The answer to her question, of course, is yes. That's something even the Obama administration acknowledges, with its many efforts to convince young men to be active fathers to their children and husbands to their wives.

But back to Ms. Valenti. She quotes, approvingly, The Atlantic's claim that "marriage has recently become a capstone for the privileged class."

In other words, it's an advantage that some people have, unfairly. Her reasoning is that married people benefit from the union, and therefore it puts unmarried people at a disadvantage.

"If marriage is increasingly the preserve of those who are already better off, we should stop attaching many benefits to the institution," she writes. "Beyond the issue of marriage as a mechanism for amassing and retaining wealth within a certain segment of the population, marriage's economic incentives often profit those who are already better off."

She complains about the advantages that married people enjoy, which "include tax and estate laws that exempt married couples from estate and gift taxes or lower estate tax liability; tax breaks from capital gains when selling a house, which double for married couples; the income tax ‘marriage benefit,' which favors unequal earners when one is the main breadwinner over couples with two relatively low earned incomes."

Ms. Valenti's real point here is that marriage makes people better off, so we must penalize it in the name of equality: "the state should remove some of the benefits attached to marriage, particularly those that profit the couples who are already better off, and give them to those who need them the most."

Here's what she's missing.

First, there are no victims here. Life and the economy are not zero-sum - in other words, people benefiting from marriage do not do so at the expense of the unmarried.

Second, marriage doesn't concentrate wealth as much as it creates wealth.
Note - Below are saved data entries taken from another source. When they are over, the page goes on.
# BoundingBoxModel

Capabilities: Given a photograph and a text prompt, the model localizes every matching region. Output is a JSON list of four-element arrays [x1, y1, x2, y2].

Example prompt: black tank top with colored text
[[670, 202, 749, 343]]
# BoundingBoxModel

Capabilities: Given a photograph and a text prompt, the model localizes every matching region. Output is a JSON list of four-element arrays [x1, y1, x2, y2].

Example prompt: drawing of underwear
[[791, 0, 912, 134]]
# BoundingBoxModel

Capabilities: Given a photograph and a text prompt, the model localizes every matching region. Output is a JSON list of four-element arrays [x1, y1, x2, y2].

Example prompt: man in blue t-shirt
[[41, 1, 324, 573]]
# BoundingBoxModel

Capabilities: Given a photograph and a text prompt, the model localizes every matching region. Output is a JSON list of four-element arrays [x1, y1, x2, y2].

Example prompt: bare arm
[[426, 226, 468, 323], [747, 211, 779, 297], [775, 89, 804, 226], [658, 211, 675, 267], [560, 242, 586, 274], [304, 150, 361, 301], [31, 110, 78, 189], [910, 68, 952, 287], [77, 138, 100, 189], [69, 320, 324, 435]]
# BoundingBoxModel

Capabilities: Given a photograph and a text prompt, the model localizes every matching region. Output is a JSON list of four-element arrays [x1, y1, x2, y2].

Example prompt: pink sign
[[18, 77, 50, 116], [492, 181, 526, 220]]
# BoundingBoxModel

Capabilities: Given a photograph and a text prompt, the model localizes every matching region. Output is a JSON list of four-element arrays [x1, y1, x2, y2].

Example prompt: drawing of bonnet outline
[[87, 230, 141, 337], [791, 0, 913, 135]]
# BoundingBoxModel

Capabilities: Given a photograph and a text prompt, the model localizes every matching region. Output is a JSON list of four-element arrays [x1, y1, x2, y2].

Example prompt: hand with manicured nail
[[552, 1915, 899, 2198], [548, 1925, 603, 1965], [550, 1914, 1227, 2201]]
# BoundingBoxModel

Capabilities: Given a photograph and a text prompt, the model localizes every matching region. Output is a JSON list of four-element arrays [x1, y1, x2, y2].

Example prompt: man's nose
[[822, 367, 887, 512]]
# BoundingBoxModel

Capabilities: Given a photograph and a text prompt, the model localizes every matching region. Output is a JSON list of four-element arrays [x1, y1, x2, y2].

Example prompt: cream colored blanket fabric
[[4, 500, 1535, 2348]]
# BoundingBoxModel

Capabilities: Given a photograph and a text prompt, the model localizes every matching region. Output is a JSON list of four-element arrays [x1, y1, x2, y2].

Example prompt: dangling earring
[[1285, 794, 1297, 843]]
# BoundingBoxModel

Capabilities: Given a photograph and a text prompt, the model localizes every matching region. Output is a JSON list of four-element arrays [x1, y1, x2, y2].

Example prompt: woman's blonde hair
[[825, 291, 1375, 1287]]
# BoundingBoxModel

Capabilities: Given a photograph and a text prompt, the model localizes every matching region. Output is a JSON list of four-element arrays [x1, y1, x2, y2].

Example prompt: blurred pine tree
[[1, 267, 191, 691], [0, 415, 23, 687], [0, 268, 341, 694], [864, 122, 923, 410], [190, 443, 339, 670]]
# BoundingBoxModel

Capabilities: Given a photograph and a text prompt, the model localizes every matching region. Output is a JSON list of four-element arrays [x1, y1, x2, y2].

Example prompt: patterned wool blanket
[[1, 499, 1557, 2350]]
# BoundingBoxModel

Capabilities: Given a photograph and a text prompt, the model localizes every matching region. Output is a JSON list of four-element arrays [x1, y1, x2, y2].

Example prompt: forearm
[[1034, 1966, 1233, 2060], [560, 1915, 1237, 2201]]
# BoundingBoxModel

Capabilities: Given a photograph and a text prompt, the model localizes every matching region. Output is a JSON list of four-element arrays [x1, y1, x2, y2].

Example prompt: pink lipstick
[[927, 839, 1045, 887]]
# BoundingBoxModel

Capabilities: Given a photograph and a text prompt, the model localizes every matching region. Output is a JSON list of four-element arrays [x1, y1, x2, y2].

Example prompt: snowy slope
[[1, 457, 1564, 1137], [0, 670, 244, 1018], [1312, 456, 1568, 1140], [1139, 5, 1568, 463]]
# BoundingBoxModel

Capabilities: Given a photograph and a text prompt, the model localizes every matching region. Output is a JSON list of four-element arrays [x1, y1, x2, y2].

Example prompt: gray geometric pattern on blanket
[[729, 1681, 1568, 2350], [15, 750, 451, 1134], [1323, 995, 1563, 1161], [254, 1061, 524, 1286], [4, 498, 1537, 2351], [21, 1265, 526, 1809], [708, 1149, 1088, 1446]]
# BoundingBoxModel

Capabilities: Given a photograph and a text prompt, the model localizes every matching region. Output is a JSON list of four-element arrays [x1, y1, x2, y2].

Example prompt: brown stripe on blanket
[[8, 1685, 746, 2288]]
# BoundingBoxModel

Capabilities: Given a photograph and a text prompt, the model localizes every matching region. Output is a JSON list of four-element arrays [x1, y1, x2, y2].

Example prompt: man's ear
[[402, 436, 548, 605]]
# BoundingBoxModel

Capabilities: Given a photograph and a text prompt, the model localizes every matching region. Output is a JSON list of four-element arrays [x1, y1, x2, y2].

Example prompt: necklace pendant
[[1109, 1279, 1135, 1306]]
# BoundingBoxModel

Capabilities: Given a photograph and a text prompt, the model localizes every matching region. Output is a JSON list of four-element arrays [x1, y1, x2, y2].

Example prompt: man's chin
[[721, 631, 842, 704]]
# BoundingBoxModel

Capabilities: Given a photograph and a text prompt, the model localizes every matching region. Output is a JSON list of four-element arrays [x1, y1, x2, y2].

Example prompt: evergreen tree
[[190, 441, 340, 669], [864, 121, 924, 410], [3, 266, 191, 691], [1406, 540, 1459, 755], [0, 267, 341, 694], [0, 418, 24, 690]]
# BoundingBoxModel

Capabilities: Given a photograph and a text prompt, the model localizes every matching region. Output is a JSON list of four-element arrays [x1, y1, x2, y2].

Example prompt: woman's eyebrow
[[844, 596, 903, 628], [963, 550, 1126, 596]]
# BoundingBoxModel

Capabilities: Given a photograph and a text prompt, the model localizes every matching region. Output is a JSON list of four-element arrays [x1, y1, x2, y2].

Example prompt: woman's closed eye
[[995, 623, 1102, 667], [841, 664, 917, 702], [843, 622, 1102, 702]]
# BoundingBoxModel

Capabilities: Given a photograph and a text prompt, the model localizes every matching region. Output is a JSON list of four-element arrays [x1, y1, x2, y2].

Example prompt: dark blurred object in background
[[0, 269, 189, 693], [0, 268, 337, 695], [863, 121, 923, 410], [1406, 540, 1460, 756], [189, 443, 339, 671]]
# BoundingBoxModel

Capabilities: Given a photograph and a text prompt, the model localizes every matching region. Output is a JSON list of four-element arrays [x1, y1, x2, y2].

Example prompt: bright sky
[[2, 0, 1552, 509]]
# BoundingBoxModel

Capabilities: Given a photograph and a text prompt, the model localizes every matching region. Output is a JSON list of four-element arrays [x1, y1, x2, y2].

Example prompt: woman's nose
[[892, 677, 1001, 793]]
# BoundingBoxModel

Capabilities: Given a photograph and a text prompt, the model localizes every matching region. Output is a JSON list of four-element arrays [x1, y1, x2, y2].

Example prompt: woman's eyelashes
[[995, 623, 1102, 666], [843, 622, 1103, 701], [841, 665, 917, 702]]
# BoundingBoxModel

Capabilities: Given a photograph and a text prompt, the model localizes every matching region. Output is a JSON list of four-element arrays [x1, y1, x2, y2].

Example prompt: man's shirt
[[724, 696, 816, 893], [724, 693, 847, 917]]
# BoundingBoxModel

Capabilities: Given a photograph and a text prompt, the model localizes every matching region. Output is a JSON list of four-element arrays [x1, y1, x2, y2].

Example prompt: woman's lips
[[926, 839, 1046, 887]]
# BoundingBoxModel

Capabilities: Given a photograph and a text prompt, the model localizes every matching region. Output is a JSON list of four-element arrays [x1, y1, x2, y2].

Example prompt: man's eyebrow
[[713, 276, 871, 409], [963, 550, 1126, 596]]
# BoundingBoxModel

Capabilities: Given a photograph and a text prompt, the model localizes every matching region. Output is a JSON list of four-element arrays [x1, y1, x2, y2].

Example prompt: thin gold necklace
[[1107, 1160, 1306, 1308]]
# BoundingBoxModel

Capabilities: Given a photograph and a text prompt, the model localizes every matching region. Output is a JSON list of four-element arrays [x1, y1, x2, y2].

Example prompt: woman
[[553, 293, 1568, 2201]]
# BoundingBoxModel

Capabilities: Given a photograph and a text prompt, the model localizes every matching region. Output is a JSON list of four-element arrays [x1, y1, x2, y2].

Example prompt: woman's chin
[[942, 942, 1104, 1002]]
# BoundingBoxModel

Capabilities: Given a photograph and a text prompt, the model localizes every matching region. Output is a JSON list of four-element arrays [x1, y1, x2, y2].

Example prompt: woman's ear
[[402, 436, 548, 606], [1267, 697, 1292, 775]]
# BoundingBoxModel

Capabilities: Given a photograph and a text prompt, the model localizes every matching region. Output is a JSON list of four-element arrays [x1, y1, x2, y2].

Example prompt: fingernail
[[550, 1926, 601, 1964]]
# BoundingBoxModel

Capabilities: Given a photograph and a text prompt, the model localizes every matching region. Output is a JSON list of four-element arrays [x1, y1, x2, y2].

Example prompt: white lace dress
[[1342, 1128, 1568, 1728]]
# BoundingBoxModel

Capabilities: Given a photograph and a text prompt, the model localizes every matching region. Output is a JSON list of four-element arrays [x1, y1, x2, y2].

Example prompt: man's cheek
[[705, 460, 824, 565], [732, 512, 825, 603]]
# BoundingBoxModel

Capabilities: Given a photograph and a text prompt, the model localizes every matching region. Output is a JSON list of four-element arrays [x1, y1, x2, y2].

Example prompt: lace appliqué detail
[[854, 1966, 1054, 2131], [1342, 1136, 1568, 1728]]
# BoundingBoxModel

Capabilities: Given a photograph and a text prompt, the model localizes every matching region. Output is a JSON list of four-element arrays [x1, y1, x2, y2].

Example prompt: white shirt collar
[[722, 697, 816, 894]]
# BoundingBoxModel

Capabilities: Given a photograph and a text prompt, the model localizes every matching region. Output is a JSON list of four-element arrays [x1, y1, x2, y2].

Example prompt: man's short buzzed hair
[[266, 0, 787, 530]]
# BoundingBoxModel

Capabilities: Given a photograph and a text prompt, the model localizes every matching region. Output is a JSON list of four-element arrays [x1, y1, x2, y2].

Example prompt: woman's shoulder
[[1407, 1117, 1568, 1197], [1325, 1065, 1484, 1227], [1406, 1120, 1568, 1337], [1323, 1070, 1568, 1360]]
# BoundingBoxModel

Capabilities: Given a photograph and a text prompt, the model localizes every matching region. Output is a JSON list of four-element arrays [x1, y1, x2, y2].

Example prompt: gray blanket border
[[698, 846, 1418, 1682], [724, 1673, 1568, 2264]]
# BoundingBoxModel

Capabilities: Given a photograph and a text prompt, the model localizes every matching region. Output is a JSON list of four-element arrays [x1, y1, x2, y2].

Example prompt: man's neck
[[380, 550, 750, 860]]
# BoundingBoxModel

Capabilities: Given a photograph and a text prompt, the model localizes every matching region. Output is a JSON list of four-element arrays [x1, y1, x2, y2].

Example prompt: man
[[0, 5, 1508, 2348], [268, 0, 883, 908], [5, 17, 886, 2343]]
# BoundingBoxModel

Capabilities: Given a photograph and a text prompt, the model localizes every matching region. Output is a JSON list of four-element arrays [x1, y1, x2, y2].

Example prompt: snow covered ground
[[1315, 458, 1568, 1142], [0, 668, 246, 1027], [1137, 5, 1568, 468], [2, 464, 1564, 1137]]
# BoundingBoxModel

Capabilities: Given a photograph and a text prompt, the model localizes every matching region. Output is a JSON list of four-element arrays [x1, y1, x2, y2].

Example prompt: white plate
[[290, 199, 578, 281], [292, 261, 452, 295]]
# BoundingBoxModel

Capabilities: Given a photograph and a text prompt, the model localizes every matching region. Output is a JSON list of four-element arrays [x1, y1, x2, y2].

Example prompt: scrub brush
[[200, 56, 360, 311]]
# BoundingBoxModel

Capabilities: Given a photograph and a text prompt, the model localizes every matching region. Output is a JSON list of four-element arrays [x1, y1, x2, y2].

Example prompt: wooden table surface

Married people are statistically more productive, and their doubled efforts and halved expenses result in a steady accumulation of wealth. As the Heritage Foundation notes, "Marriage is a powerful weapon in fighting poverty. In fact, being married has the same effect in reducing poverty that adding five to six years to a parent's level of education has."

Again, there are no victims here. Married couples don't prosper at the expense of the unmarried. Marriage should be celebrated, not penalized.